The judge dismissed that charge without prejudice, advising Roseen that he could amend the complaint to add the missing information, in the form of proof that “other persons from other states could have been followed and pulled over, but were not.” Four other charges still remained in the lawsuit, charging illegal search and seizure, illegal detention, and illegal operation of Roseen’s vehicle without his consent.
Leroy said the missing facts about license-plate profiling could potentially have been proven by collecting and analyzing data about traffic stops and license plates. “But collecting that kind of data is a huge and expensive research undertaking,” he said.

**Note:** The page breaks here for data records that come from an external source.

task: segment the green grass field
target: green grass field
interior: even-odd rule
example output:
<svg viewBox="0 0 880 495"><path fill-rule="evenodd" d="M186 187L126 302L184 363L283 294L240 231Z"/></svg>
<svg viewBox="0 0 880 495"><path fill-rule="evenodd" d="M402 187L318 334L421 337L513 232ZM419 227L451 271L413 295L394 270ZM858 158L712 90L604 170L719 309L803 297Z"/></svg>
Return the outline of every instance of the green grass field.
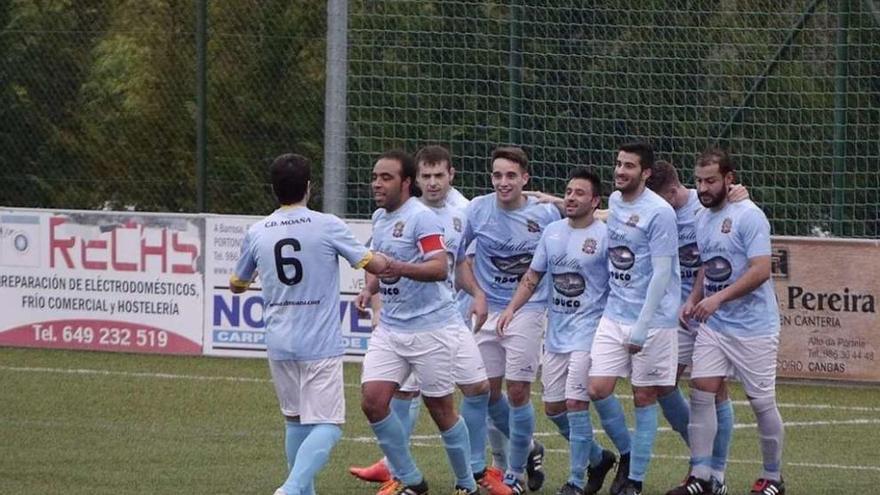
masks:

Plus, if Roseen continued to pursue the lawsuit but lost, he could have been ordered to pay the state’s attorney fees and costs as well as his own. Idaho hired a private law firm, Moore & Elia of Boise, to handle the case, and as of May 15, according to state records, had paid the firm more than $50,000.
“It does point out that both civil and criminal litigation against the state or other police departments is typically conducted at considerable expense to the private parties who are bringing or defending that litigation,” Leroy said. “And the price of justice or defending oneself from injustice can be so high that sometimes the best interests of society are not vigorously prosecuted.”